No longer just a concern of the military establishment, the threat of biological attack has become a real issue to civilian populations throughout the world. Stopping such attacks requires the fast detection of pathogens. Ultraviolet laser-induced auto-fluorescence (UVLIF) of biological material markers provides a real-time technique for detecting airborne pathogens such as aerosolized bacterial spores and viruses.

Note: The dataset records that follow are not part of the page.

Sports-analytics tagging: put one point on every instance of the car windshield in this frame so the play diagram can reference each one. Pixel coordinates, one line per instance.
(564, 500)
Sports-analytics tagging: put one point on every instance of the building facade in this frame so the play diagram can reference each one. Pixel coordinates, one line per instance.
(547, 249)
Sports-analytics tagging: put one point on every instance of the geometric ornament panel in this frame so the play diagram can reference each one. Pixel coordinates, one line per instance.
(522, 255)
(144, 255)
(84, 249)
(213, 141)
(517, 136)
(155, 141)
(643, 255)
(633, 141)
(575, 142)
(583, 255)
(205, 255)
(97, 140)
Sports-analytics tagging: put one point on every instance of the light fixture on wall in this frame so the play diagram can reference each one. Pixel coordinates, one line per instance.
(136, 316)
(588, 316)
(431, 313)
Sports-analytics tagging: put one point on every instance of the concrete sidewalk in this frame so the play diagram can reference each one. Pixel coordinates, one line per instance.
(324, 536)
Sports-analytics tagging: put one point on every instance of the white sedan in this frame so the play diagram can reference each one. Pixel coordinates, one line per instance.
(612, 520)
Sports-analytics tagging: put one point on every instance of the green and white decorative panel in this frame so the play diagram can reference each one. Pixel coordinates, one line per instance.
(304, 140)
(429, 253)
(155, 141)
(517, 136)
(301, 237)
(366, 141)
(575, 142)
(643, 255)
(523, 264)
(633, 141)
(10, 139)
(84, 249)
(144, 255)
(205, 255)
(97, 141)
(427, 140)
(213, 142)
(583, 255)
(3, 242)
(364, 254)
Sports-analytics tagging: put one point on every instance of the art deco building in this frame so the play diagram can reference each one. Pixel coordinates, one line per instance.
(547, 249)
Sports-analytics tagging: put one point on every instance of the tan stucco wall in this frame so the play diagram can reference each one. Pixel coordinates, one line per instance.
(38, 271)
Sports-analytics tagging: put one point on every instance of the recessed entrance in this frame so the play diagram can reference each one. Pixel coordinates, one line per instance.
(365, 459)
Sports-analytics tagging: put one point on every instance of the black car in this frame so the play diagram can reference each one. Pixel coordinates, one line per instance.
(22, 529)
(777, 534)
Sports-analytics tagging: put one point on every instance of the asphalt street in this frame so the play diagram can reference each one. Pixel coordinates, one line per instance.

High-power, short-wavelength UV sources are key to the development and deployment of UVLIF bio-agent detection systems. Participants in the year-old Semiconductor Ultraviolet Optical Sources (SUVOS) Program have made substantial progress in the development of UV-emitting semiconductor diode lasers and the biological agent detection systems made practical with the advent of these devices. Sponsored by the Defense Advance Research Projects Agency (DARPA; Arlington, VA), the SUVOS program has focused on the development of UV LEDs and diode lasers operating in the 280- to 340-nm spectral region. These optical sources are based on III-V semiconductor alloys of gallium nitride (GaN), aluminum nitride (AlN), and indium nitride (InN). Principal concerns have been output power, optical intensity, device lifetime, and device cost. nifty new nitrides
Using aluminum gallium nitride (AlGaN) pn-junction structures on sapphire substrates, researchers at the University of South Carolina (Columbia, SC) are developing high-power deep-UV LEDs with peak emission at 280 nm, 320 nm, and 340 nm (see figure 1).1-4 In addition to the AlxGa1-xN multiple quantum well (MQW) active region (x=0.1 to 0.42 respectively for the 280- to 340-nm devices), the devices incorporate AlxGa1-xN barrier layers (x=0.15 to 0.5 for 340- to 280-nm devices). For this design, the major factors limiting the LED internal quantum efficiency are the quality of the AlxGa1-xN layers, the sheet resistivity of the n-type AlxGa1-xN barrier layer, and the low doping efficiency of the p-type AlGaN barriers. The sheet resistivity of the n-type AlxGa1-xN barrier layer in turn depends on its doping and thickness, and this resistivity controls the current crowding in the lateral-conduction, mesa-type device structures that are currently under development. This device geometry is dictated by the use of the insulating sapphire substrates, which are necessary for deep-UV light extraction.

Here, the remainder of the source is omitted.